# Task manager
In this notebook we will show how to process tasks within the **desipipe** framework. You need to have installed **desipipe** with:
```
python -m pip install git+https://github.com/cosmodesi/desipipe#egg=desipipe
```
You can also take a look at https://desipipe.readthedocs.io/en/latest/user/getting_started.html.

## Toy example
Let's consider a simple example: the Monte-Carlo estimation of $\pi$.

In [1]:
import time

from desipipe import Queue, Environment, TaskManager, FileManager, spawn

# Let's instantiate a Queue, which records all tasks to be performed
queue = Queue('test', base_dir='_tests')
queue.clear()
# Pool of 4 workers
# Any environment variable can be passed to Environment: it will be set when running the tasks below
tm = TaskManager(queue, environ=Environment(), scheduler=dict(max_workers=4))

def draw_random_numbers(size):
    import numpy as np
    return np.random.uniform(-1, 1, size)
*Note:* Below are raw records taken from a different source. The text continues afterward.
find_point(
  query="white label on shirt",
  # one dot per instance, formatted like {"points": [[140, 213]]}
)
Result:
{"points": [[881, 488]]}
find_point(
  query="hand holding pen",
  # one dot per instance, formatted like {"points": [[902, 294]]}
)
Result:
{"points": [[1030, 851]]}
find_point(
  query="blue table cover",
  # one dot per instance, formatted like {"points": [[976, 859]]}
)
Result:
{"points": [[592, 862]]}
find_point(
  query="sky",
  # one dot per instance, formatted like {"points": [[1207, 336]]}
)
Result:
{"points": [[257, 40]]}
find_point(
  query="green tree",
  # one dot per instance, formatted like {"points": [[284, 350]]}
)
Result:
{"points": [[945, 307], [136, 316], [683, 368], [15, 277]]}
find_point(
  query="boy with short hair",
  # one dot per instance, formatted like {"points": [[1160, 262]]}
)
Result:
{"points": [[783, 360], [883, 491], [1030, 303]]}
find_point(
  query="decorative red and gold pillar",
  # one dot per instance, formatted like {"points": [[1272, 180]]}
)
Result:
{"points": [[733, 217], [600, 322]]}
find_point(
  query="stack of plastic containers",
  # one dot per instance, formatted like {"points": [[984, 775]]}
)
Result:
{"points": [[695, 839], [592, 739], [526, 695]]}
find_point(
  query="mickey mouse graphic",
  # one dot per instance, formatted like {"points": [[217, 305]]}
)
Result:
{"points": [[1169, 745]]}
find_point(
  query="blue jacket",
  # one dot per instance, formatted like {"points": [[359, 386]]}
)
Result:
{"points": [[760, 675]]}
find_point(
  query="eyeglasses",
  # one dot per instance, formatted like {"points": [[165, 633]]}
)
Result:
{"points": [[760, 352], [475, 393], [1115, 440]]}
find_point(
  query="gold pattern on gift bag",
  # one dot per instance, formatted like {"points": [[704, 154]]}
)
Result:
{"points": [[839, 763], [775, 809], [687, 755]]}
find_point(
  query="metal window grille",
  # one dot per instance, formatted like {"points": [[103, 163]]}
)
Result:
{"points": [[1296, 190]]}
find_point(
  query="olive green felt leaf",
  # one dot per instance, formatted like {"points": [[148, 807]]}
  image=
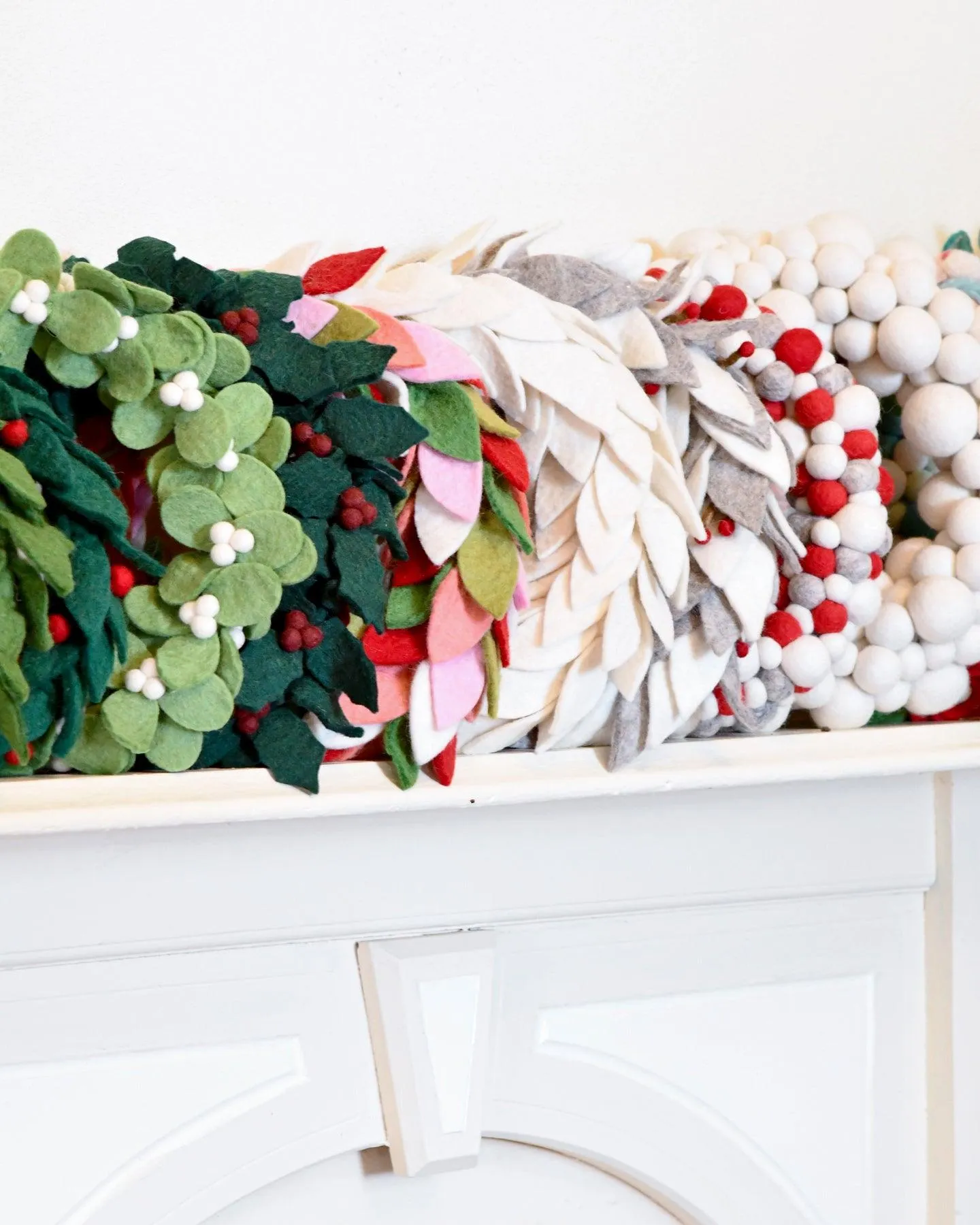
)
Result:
{"points": [[174, 747], [448, 416], [488, 565], [203, 436], [82, 321], [205, 707], [274, 447], [189, 514], [185, 661], [130, 719], [148, 612], [251, 487], [248, 593], [33, 254], [249, 410]]}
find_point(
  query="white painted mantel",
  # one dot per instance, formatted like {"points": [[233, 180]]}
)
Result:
{"points": [[738, 986]]}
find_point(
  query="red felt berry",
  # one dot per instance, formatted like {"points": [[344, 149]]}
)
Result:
{"points": [[826, 497], [799, 348], [815, 408], [830, 618], [59, 627], [15, 434], [724, 301], [120, 580]]}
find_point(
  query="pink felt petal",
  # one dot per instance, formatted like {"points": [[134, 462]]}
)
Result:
{"points": [[457, 685], [456, 484], [309, 315], [393, 686], [445, 361], [456, 620]]}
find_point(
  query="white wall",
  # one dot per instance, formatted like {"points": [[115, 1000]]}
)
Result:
{"points": [[238, 128]]}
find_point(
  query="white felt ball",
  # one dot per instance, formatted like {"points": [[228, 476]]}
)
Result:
{"points": [[936, 691], [770, 653], [877, 669], [940, 419], [838, 265], [892, 627], [806, 661], [171, 393], [849, 707], [154, 689], [831, 306], [826, 534], [941, 609], [872, 297]]}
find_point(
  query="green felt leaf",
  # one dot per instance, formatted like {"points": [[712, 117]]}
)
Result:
{"points": [[203, 436], [249, 410], [488, 565], [274, 447], [370, 430], [205, 707], [144, 423], [82, 321], [33, 254], [301, 566], [448, 416], [289, 750], [130, 719], [70, 369], [278, 537], [186, 661], [186, 577], [398, 747], [105, 283], [148, 612], [251, 487], [246, 592], [174, 747], [189, 514], [232, 361]]}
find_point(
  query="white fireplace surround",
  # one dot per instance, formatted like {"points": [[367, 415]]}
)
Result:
{"points": [[739, 986]]}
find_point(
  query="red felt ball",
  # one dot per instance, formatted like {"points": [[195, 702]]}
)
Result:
{"points": [[826, 497], [724, 301], [815, 408], [120, 580], [783, 627], [820, 561], [15, 434], [799, 348], [860, 444], [830, 618]]}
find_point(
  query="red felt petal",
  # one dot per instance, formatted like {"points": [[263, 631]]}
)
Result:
{"points": [[508, 457], [337, 272]]}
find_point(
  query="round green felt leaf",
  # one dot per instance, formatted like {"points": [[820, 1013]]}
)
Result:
{"points": [[301, 566], [189, 514], [185, 662], [205, 707], [203, 436], [148, 612], [248, 593], [278, 537], [144, 423], [82, 321], [174, 749], [131, 719], [274, 447], [252, 487], [249, 408], [232, 361]]}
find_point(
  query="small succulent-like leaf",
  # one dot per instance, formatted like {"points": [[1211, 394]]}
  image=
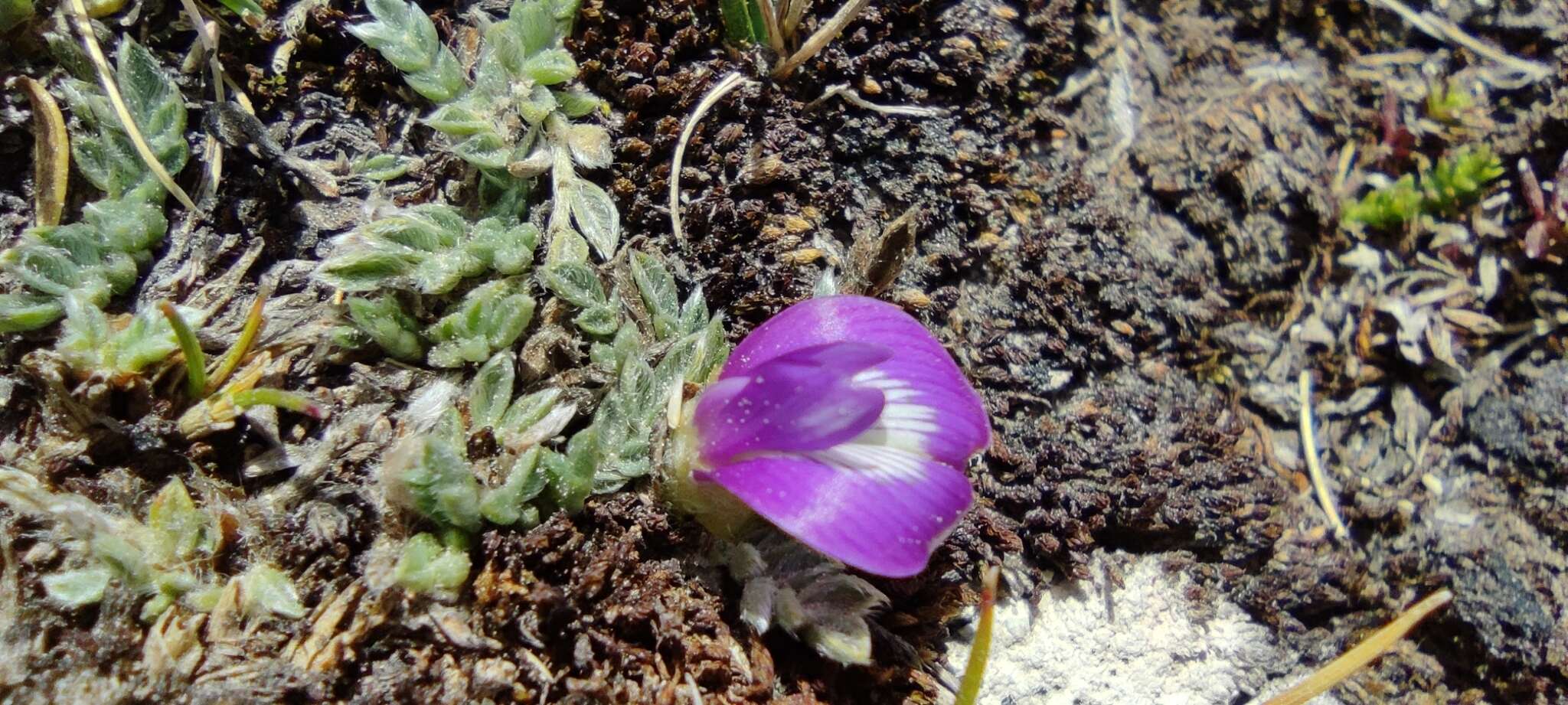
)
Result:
{"points": [[490, 392], [79, 588], [492, 317], [595, 214], [384, 166], [743, 22], [441, 82], [576, 282], [443, 272], [25, 312], [505, 505], [507, 250], [571, 474], [178, 527], [368, 269], [389, 326], [402, 34], [243, 7], [590, 146], [549, 66], [537, 106], [267, 589], [460, 119], [146, 341], [15, 13], [443, 486], [577, 103], [528, 411], [659, 293], [485, 151], [694, 314], [599, 320], [567, 245], [429, 566]]}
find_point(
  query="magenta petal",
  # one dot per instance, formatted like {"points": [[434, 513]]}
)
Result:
{"points": [[799, 401], [929, 400], [878, 514]]}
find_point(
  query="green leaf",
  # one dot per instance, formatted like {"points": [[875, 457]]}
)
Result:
{"points": [[574, 282], [534, 27], [571, 475], [524, 413], [402, 34], [567, 245], [460, 119], [27, 312], [146, 341], [490, 392], [659, 293], [577, 103], [267, 589], [178, 527], [368, 269], [15, 13], [243, 7], [485, 151], [550, 66], [384, 166], [505, 505], [505, 250], [743, 21], [443, 272], [599, 320], [694, 314], [595, 214], [590, 146], [537, 106], [441, 82], [429, 566], [79, 588], [492, 317], [443, 486], [389, 326]]}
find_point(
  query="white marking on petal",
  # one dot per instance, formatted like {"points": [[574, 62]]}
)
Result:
{"points": [[884, 462]]}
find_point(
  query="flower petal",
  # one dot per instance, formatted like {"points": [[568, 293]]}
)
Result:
{"points": [[877, 510], [799, 401], [930, 405]]}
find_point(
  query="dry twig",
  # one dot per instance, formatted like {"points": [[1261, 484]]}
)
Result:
{"points": [[725, 85]]}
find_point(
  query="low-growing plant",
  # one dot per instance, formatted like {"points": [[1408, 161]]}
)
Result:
{"points": [[168, 556], [1443, 188], [100, 256], [433, 475], [511, 119], [803, 592]]}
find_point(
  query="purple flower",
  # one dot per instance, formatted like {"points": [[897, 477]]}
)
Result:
{"points": [[847, 425]]}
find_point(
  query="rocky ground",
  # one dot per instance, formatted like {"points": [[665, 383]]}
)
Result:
{"points": [[1125, 221]]}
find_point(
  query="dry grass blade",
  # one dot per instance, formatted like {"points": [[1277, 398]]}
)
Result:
{"points": [[770, 22], [1363, 654], [51, 154], [242, 345], [789, 16], [212, 148], [821, 38], [1310, 447], [981, 652], [725, 85], [79, 13], [1440, 28]]}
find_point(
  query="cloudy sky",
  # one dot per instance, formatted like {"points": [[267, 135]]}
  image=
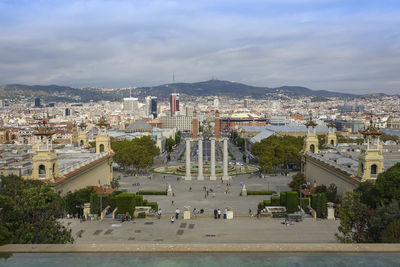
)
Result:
{"points": [[347, 46]]}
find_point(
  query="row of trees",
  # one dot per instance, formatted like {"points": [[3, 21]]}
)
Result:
{"points": [[278, 151], [29, 213], [372, 212], [137, 153], [171, 142]]}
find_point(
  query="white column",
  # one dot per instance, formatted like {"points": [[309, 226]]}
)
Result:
{"points": [[213, 176], [225, 156], [200, 155], [188, 176]]}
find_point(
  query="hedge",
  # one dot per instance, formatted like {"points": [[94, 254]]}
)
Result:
{"points": [[139, 201], [126, 203], [256, 193], [292, 201], [108, 200], [152, 192], [304, 203], [153, 205], [318, 203], [283, 199], [275, 201]]}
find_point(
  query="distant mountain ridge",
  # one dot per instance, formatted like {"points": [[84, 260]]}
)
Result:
{"points": [[54, 93]]}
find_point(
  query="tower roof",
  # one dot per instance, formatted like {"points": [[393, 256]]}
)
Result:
{"points": [[331, 125], [310, 123], [102, 123], [43, 130], [371, 130]]}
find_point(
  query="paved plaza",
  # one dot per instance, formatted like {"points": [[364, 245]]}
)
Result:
{"points": [[222, 197], [204, 228]]}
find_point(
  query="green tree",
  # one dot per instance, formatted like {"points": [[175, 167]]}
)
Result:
{"points": [[383, 216], [30, 213], [297, 181], [322, 141], [278, 151], [169, 143], [388, 184], [331, 193], [178, 137], [353, 216], [392, 233]]}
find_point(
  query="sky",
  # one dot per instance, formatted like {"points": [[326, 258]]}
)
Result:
{"points": [[344, 46]]}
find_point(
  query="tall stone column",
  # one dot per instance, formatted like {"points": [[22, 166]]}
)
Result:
{"points": [[212, 175], [187, 154], [225, 157], [200, 155]]}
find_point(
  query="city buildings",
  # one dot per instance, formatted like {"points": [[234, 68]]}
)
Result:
{"points": [[174, 104]]}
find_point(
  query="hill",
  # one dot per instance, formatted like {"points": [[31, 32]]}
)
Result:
{"points": [[54, 93]]}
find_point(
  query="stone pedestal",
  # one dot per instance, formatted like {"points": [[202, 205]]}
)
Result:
{"points": [[225, 175], [186, 213], [331, 211], [200, 165], [169, 191], [244, 191], [187, 154], [229, 214], [212, 175]]}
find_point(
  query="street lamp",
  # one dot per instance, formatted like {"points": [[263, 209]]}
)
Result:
{"points": [[300, 196]]}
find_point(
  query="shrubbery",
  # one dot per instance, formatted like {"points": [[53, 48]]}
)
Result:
{"points": [[275, 201], [259, 193], [292, 201], [152, 192], [126, 203]]}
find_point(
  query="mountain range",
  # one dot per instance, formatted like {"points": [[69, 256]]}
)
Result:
{"points": [[55, 93]]}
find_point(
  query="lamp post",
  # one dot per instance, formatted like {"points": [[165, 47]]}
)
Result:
{"points": [[300, 196]]}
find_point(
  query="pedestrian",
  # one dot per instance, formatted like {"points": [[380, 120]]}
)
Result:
{"points": [[159, 213]]}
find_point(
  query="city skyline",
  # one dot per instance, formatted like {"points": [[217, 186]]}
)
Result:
{"points": [[342, 46]]}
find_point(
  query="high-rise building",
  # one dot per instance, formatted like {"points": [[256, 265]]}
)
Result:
{"points": [[174, 104], [154, 106], [216, 102], [246, 103], [147, 106], [131, 104], [37, 102]]}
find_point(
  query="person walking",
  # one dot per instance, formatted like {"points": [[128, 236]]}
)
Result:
{"points": [[159, 213]]}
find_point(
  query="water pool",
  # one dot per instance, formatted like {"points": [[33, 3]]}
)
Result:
{"points": [[200, 259]]}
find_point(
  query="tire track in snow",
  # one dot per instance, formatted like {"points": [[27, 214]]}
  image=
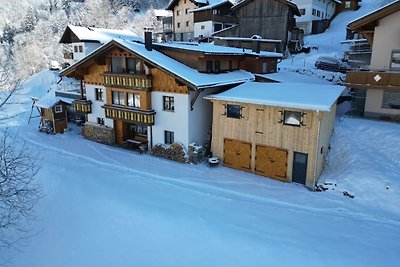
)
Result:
{"points": [[206, 189]]}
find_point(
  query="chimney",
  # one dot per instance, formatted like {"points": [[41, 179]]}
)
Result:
{"points": [[256, 46], [148, 39]]}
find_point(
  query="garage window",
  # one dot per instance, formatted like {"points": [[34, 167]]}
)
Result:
{"points": [[292, 118], [233, 111]]}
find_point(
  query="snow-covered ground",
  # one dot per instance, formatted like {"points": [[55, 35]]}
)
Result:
{"points": [[105, 206]]}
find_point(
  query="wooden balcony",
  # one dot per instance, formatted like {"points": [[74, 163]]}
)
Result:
{"points": [[374, 79], [131, 115], [125, 80], [83, 106]]}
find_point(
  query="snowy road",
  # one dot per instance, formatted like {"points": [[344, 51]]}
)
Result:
{"points": [[106, 206]]}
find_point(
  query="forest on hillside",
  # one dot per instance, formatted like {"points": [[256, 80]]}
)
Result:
{"points": [[30, 30]]}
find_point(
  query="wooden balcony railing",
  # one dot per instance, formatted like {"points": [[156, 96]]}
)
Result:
{"points": [[114, 112], [83, 106], [374, 79], [130, 81]]}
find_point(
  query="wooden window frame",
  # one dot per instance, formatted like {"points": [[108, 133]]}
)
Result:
{"points": [[169, 103], [169, 137]]}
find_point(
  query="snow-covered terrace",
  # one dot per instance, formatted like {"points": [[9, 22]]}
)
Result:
{"points": [[211, 49], [289, 95]]}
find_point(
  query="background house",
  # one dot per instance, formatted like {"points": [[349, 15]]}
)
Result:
{"points": [[315, 14], [213, 18], [279, 130], [84, 40], [267, 19], [378, 88]]}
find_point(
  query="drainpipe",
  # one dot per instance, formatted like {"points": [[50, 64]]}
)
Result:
{"points": [[316, 151]]}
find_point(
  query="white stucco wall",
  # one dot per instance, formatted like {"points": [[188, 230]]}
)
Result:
{"points": [[175, 121], [200, 118], [97, 110], [386, 38], [208, 28]]}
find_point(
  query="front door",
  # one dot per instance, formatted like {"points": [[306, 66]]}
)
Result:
{"points": [[299, 168]]}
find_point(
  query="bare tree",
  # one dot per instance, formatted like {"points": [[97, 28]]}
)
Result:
{"points": [[19, 165]]}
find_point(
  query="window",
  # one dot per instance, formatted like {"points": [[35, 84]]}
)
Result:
{"points": [[217, 66], [209, 66], [58, 109], [233, 111], [168, 137], [168, 103], [100, 121], [395, 60], [391, 100], [292, 118], [118, 98], [99, 94], [133, 65], [139, 129], [133, 100]]}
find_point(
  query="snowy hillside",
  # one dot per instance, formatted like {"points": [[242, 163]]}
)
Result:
{"points": [[106, 206]]}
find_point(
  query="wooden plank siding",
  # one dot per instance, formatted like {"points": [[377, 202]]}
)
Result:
{"points": [[262, 126]]}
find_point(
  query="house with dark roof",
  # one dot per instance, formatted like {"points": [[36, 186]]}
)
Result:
{"points": [[263, 19], [376, 89], [84, 40]]}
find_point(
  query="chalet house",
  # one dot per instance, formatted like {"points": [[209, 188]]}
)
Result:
{"points": [[139, 95], [377, 89], [315, 14], [213, 18], [53, 113], [264, 19], [278, 130], [85, 40]]}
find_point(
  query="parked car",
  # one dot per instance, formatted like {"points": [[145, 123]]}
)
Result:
{"points": [[331, 64], [54, 65]]}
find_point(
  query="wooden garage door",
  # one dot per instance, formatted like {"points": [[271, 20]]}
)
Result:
{"points": [[271, 162], [237, 154]]}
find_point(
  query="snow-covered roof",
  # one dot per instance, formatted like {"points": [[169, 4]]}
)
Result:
{"points": [[172, 66], [50, 100], [249, 39], [289, 95], [212, 4], [211, 49], [92, 34], [375, 14], [285, 76], [162, 13]]}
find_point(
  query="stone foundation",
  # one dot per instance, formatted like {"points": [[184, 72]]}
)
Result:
{"points": [[175, 151], [99, 133]]}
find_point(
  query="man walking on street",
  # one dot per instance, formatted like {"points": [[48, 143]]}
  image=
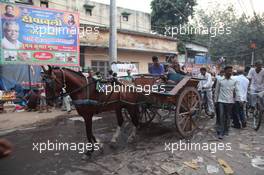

# We decorate the function (task) with tm.python_app
@tm.python_app
def fraction(seed=42, size=10000, draw_random_numbers=draw_random_numbers):
    # All definitions, except input parameters, must be in the function itself, or in its arguments
    # and this, recursively:
    # draw_random_numbers is defined above and all definitions, except input parameters, are in the function itself
    # This is required for the tasks to be pickelable (~ can be converted to bytes)
    import time
    import numpy as np
    time.sleep(5)  # wait 5 seconds, just to show jobs are indeed run in parallel
    x, y = draw_random_numbers(size), draw_random_numbers(size)
    return np.sum((x**2 + y**2) < 1.) * 1. / size  # fraction of points in the inner circle of radius 1

# Here we use another task manager, with only 1 worker
tm2 = tm.clone(scheduler=dict(max_workers=1))
@tm2.python_app
def average(fractions):
    import numpy as np
    return np.average(fractions) * 4.

# Let's add another task, to be run with bash
@tm2.bash_app
def echo(avg):
    return ['echo', '-n', 'bash app says pi is ~ {:.4f}'.format(avg)]

t0 = time.time()
# The following line stacks all the tasks in the queue
fractions = [fraction(seed=i) for i in range(20)]
# fractions is a list of Future instances
# We can pass them to other tasks, which creates a dependency graph
avg = average(fractions)
ech = echo(avg)
print('Elapsed time: {:.4f}'.format(time.time() - t0))

Elapsed time: 0.7672


The cell above stacks all tasks in the queue. ``fraction`` tasks will be 'PENDING' (waiting to be run),
while ``average`` tasks will be 'WAITING' for the former to complete. ``echo`` also depends on ``average``.
Running the script above will write a queue on disk, with name 'test', in the directory ``_tests``
(by default, it is ``${HOME}/.desipipe/queues/${USERNAME}/``).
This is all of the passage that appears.